This study addresses the challenge of hallucinations in small-scale language models during multi-turn or agent-based dialogues, where fluent yet factually incorrect responses undermine reliability. The work introduces a novel geometric perspective by modeling hallucinations through the lens of embedding space structure, revealing that truthful responses exhibit significantly tighter clustering than hallucinated ones. Building on this insight, the authors propose a label-efficient approach that combines a cluster compactness metric with a propagation-based classification algorithm. Requiring only 30–50 annotated samples, the method achieves high-precision hallucination detection across large response sets, attaining F1 scores exceeding 90%. This approach departs from conventional paradigms centered on knowledge verification or single-turn evaluation, offering a scalable and data-efficient pathway for hallucination detection.

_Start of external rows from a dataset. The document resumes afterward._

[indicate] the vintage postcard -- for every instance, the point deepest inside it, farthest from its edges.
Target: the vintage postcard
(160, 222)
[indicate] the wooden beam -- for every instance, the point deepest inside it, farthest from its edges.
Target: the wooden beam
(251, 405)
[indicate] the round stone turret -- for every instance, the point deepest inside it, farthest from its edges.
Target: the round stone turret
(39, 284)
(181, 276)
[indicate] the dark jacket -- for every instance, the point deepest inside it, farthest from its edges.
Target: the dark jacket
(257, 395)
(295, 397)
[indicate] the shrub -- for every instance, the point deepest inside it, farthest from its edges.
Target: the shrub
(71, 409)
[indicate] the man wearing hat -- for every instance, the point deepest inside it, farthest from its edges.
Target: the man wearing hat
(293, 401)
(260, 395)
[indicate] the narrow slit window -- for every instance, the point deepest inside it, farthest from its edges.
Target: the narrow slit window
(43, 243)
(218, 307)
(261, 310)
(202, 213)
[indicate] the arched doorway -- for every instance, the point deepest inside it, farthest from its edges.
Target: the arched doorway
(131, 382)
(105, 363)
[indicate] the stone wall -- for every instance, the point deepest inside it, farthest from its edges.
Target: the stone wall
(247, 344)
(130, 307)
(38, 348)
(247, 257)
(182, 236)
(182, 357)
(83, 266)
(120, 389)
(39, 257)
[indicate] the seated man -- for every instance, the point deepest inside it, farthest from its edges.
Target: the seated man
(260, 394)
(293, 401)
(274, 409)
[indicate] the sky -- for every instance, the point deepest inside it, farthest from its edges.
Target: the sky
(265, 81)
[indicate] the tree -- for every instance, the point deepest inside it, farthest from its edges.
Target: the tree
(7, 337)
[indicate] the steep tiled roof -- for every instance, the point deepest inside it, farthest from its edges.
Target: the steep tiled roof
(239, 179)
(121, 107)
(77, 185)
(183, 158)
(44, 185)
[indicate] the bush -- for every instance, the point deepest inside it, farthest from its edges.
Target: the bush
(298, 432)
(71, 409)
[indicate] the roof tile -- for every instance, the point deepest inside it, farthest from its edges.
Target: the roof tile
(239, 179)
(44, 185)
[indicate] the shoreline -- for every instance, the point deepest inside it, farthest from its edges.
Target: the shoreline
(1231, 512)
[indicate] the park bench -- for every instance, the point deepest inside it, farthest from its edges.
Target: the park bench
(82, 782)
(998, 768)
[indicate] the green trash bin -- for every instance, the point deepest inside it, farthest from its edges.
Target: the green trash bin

Hallucinations -- fluent but factually incorrect responses -- pose a major challenge to the reliability of language models, especially in multi-step or agentic settings. This work investigates hallucinations in small-sized LLMs through a geometric perspective, starting from the hypothesis that when models generate multiple responses to the same prompt, genuine ones exhibit tighter clustering in the embedding space, we prove this hypothesis and, leveraging this geometrical insight, we also show that it is possible to achieve a consistent level of separability. This latter result is used to introduce a label-efficient propagation method that classifies large collections of responses from just 30-50 annotations, achieving F1 scores above 90%. Our findings, framing hallucinations from a geometric perspective in the embedding space, complement traditional knowledge-centric and single-response evaluation paradigms, paving the way for further research.